Yu Shaoqi, Wang Yintong, Chen Lili, Zhang Xiaolin, Li Jiamao
Shanghai Institute of Microsystem and Information Technology, Chinese Academy of Sciences, Shanghai, China.
University of Chinese Academy of Sciences, Beijing, China.
Front Neurorobot. 2024 May 3;18:1395652. doi: 10.3389/fnbot.2024.1395652. eCollection 2024.
In Human-Robot Interaction (HRI), accurate 3D hand pose and mesh estimation hold critical importance. However, inferring reasonable and accurate poses in severe self-occlusion and high self-similarity remains an inherent challenge. In order to alleviate the ambiguity caused by invisible and similar joints during HRI, we propose a new Topology-aware Transformer network named HandGCNFormer with depth image as input, incorporating prior knowledge of hand kinematic topology into the network while modeling long-range contextual information. Specifically, we propose a novel Graphformer decoder with an additional Node-offset Graph Convolutional layer (NoffGConv). The Graphformer decoder optimizes the synergy between the Transformer and GCN, capturing long-range dependencies and local topological connections between joints. On top of that, we replace the standard MLP prediction head with a novel Topology-aware head to better exploit local topological constraints for more reasonable and accurate poses. Our method achieves state-of-the-art 3D hand pose estimation performance on four challenging datasets, including Hands2017, NYU, ICVL, and MSRA. To further demonstrate the effectiveness and scalability of our proposed Graphformer Decoder and Topology aware head, we extend our framework to HandGCNFormer-Mesh for the 3D hand mesh estimation task. The extended framework efficiently integrates a shape regressor with the original Graphformer Decoder and Topology aware head, producing Mano parameters. The results on the HO-3D dataset, which contains various and challenging occlusions, show that our HandGCNFormer-Mesh achieves competitive results compared to previous state-of-the-art 3D hand mesh estimation methods.
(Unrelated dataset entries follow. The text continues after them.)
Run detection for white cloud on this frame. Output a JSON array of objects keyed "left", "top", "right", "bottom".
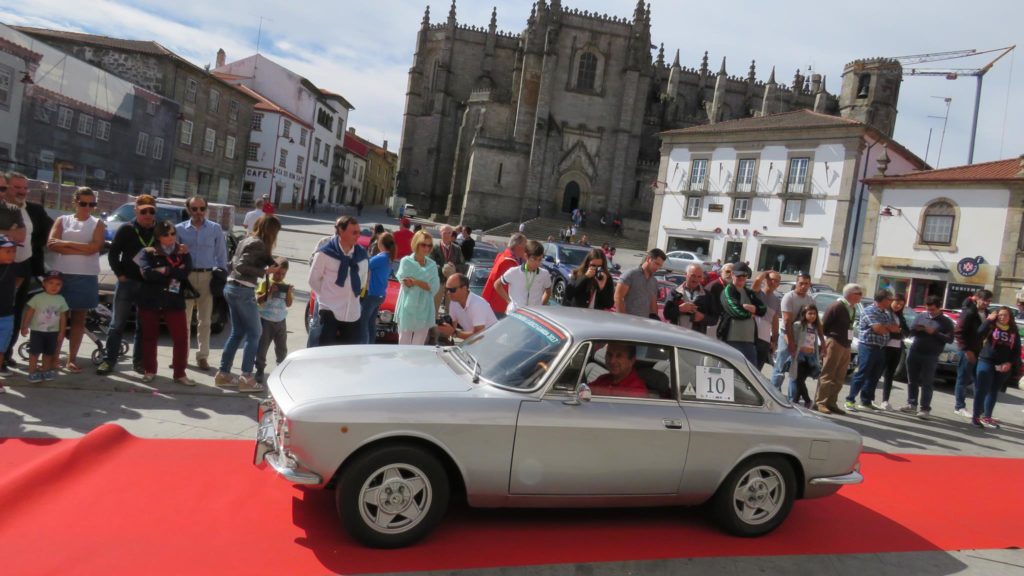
[{"left": 0, "top": 0, "right": 1024, "bottom": 165}]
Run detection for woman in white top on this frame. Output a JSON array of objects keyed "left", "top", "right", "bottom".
[{"left": 46, "top": 188, "right": 106, "bottom": 374}]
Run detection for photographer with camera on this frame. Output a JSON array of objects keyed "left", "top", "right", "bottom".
[
  {"left": 562, "top": 248, "right": 615, "bottom": 310},
  {"left": 437, "top": 273, "right": 498, "bottom": 339}
]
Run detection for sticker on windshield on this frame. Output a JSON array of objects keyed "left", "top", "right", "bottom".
[
  {"left": 696, "top": 366, "right": 736, "bottom": 402},
  {"left": 510, "top": 312, "right": 565, "bottom": 344}
]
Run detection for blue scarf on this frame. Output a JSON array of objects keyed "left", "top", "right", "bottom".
[{"left": 319, "top": 236, "right": 370, "bottom": 296}]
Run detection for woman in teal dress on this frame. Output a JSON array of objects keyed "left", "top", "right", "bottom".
[{"left": 394, "top": 230, "right": 440, "bottom": 345}]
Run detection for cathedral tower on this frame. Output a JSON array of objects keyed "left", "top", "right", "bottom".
[{"left": 839, "top": 58, "right": 903, "bottom": 137}]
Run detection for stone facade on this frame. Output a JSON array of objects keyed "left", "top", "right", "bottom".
[
  {"left": 397, "top": 0, "right": 898, "bottom": 230},
  {"left": 17, "top": 28, "right": 256, "bottom": 205}
]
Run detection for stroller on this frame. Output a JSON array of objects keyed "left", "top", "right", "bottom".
[{"left": 17, "top": 302, "right": 128, "bottom": 366}]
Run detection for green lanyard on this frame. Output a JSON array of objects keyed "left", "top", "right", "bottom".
[
  {"left": 132, "top": 227, "right": 157, "bottom": 248},
  {"left": 522, "top": 264, "right": 541, "bottom": 304}
]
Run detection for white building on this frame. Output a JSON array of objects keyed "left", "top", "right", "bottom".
[
  {"left": 214, "top": 54, "right": 353, "bottom": 205},
  {"left": 226, "top": 79, "right": 312, "bottom": 208},
  {"left": 860, "top": 156, "right": 1024, "bottom": 308},
  {"left": 0, "top": 25, "right": 37, "bottom": 167},
  {"left": 648, "top": 110, "right": 925, "bottom": 286}
]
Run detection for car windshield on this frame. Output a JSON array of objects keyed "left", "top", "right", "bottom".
[
  {"left": 558, "top": 246, "right": 590, "bottom": 268},
  {"left": 460, "top": 311, "right": 568, "bottom": 389}
]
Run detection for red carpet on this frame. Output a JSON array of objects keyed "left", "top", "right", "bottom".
[{"left": 0, "top": 424, "right": 1024, "bottom": 575}]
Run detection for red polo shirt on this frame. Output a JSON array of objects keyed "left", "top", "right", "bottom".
[{"left": 480, "top": 248, "right": 519, "bottom": 314}]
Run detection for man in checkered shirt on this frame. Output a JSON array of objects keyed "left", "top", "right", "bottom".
[{"left": 846, "top": 290, "right": 900, "bottom": 411}]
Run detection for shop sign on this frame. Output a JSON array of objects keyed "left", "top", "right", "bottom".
[{"left": 956, "top": 256, "right": 985, "bottom": 278}]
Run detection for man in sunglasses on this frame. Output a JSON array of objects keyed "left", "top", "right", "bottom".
[
  {"left": 96, "top": 194, "right": 157, "bottom": 375},
  {"left": 3, "top": 172, "right": 53, "bottom": 370},
  {"left": 437, "top": 273, "right": 498, "bottom": 339},
  {"left": 175, "top": 196, "right": 227, "bottom": 370}
]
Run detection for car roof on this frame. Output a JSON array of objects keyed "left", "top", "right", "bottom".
[{"left": 527, "top": 306, "right": 744, "bottom": 366}]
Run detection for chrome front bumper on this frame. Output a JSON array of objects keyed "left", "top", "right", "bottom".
[
  {"left": 253, "top": 412, "right": 324, "bottom": 485},
  {"left": 811, "top": 462, "right": 864, "bottom": 486}
]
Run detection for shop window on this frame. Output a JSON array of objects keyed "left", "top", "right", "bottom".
[
  {"left": 921, "top": 200, "right": 956, "bottom": 246},
  {"left": 758, "top": 244, "right": 814, "bottom": 275}
]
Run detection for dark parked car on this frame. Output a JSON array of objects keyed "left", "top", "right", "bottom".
[{"left": 543, "top": 242, "right": 590, "bottom": 304}]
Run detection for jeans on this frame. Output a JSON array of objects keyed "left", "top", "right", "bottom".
[
  {"left": 220, "top": 283, "right": 263, "bottom": 375},
  {"left": 882, "top": 344, "right": 903, "bottom": 402},
  {"left": 771, "top": 334, "right": 790, "bottom": 390},
  {"left": 974, "top": 359, "right": 1010, "bottom": 419},
  {"left": 106, "top": 279, "right": 142, "bottom": 366},
  {"left": 906, "top": 351, "right": 939, "bottom": 410},
  {"left": 319, "top": 308, "right": 362, "bottom": 346},
  {"left": 359, "top": 294, "right": 384, "bottom": 344},
  {"left": 725, "top": 341, "right": 758, "bottom": 366},
  {"left": 953, "top": 352, "right": 978, "bottom": 410},
  {"left": 846, "top": 342, "right": 886, "bottom": 404}
]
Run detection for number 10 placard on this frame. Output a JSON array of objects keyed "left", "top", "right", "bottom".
[{"left": 696, "top": 366, "right": 735, "bottom": 402}]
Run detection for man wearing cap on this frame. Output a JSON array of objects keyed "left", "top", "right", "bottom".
[
  {"left": 175, "top": 196, "right": 227, "bottom": 370},
  {"left": 96, "top": 194, "right": 157, "bottom": 376},
  {"left": 242, "top": 195, "right": 266, "bottom": 232},
  {"left": 391, "top": 216, "right": 413, "bottom": 261},
  {"left": 4, "top": 172, "right": 53, "bottom": 366},
  {"left": 718, "top": 262, "right": 768, "bottom": 366}
]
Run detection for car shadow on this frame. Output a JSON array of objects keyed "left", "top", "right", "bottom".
[{"left": 293, "top": 489, "right": 965, "bottom": 574}]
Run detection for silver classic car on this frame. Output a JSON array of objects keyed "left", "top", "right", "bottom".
[{"left": 254, "top": 306, "right": 862, "bottom": 547}]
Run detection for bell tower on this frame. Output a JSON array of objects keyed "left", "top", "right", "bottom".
[{"left": 839, "top": 58, "right": 903, "bottom": 137}]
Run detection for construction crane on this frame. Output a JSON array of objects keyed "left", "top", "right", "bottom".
[{"left": 893, "top": 44, "right": 1017, "bottom": 164}]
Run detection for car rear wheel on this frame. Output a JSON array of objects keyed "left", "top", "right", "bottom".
[
  {"left": 335, "top": 446, "right": 450, "bottom": 548},
  {"left": 551, "top": 279, "right": 565, "bottom": 305},
  {"left": 712, "top": 456, "right": 797, "bottom": 537}
]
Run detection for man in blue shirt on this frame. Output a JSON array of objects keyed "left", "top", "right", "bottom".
[
  {"left": 175, "top": 196, "right": 227, "bottom": 370},
  {"left": 846, "top": 290, "right": 901, "bottom": 411}
]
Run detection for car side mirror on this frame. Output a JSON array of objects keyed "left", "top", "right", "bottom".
[{"left": 562, "top": 382, "right": 594, "bottom": 406}]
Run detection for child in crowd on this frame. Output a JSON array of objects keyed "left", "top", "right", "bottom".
[
  {"left": 256, "top": 256, "right": 295, "bottom": 384},
  {"left": 0, "top": 234, "right": 19, "bottom": 394},
  {"left": 790, "top": 304, "right": 824, "bottom": 408},
  {"left": 22, "top": 270, "right": 68, "bottom": 382}
]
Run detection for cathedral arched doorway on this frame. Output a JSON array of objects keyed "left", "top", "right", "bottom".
[{"left": 562, "top": 180, "right": 581, "bottom": 213}]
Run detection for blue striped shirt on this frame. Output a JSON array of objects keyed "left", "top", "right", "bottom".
[
  {"left": 174, "top": 219, "right": 227, "bottom": 270},
  {"left": 857, "top": 304, "right": 896, "bottom": 346}
]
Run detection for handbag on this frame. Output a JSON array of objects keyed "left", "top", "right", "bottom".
[{"left": 210, "top": 268, "right": 227, "bottom": 298}]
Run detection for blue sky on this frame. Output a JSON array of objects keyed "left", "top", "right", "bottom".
[{"left": 0, "top": 0, "right": 1024, "bottom": 166}]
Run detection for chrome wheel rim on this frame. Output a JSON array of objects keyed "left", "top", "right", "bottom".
[
  {"left": 732, "top": 466, "right": 785, "bottom": 526},
  {"left": 359, "top": 464, "right": 433, "bottom": 534}
]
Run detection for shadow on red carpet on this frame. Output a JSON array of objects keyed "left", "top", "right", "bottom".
[{"left": 0, "top": 424, "right": 1024, "bottom": 574}]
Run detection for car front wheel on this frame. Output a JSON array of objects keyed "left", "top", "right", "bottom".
[
  {"left": 712, "top": 456, "right": 797, "bottom": 537},
  {"left": 335, "top": 446, "right": 450, "bottom": 548}
]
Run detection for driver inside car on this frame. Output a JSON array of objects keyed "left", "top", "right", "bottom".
[{"left": 590, "top": 342, "right": 647, "bottom": 398}]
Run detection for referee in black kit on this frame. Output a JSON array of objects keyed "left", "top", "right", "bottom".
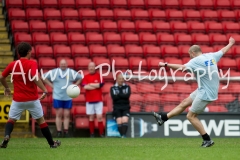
[{"left": 110, "top": 74, "right": 131, "bottom": 138}]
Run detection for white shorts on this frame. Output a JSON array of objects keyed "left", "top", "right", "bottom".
[
  {"left": 86, "top": 102, "right": 103, "bottom": 115},
  {"left": 8, "top": 100, "right": 43, "bottom": 120},
  {"left": 189, "top": 90, "right": 212, "bottom": 114}
]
在人机交互(HRI)中,准确的三维手部姿态和网格估计至关重要。然而,在严重的自我遮挡和高度自相似情况下推断合理且准确的姿态仍然是一个内在挑战。为了减轻HRI期间不可见和相似关节造成的模糊性,我们提出了一种名为HandGCNFormer的新型拓扑感知Transformer网络,以深度图像作为输入,在对长距离上下文信息进行建模时将手部运动拓扑的先验知识融入网络。具体而言,我们提出了一种带有额外节点偏移图卷积层(NoffGConv)的新型Graphformer解码器。Graphformer解码器优化了Transformer和GCN之间的协同作用,捕捉关节之间的长距离依赖和局部拓扑连接。在此基础上,我们用一种新型的拓扑感知头部取代标准的MLP预测头,以更好地利用局部拓扑约束来获得更合理和准确的姿态。我们的方法在包括Hands2017、NYU、ICVL和MSRA在内的四个具有挑战性的数据集上实现了领先的三维手部姿态估计性能。为了进一步证明我们提出的Graphformer解码器和拓扑感知头部的有效性和可扩展性,我们将我们的框架扩展到用于三维手部网格估计任务的HandGCNFormer-Mesh。扩展后的框架有效地将形状回归器与原始的Graphformer解码器和拓扑感知头部集成在一起,生成Mano参数。在包含各种具有挑战性遮挡情况的HO-3D数据集上的结果表明,与之前领先的三维手部网格估计方法相比,我们的HandGCNFormer-Mesh取得了具有竞争力的结果。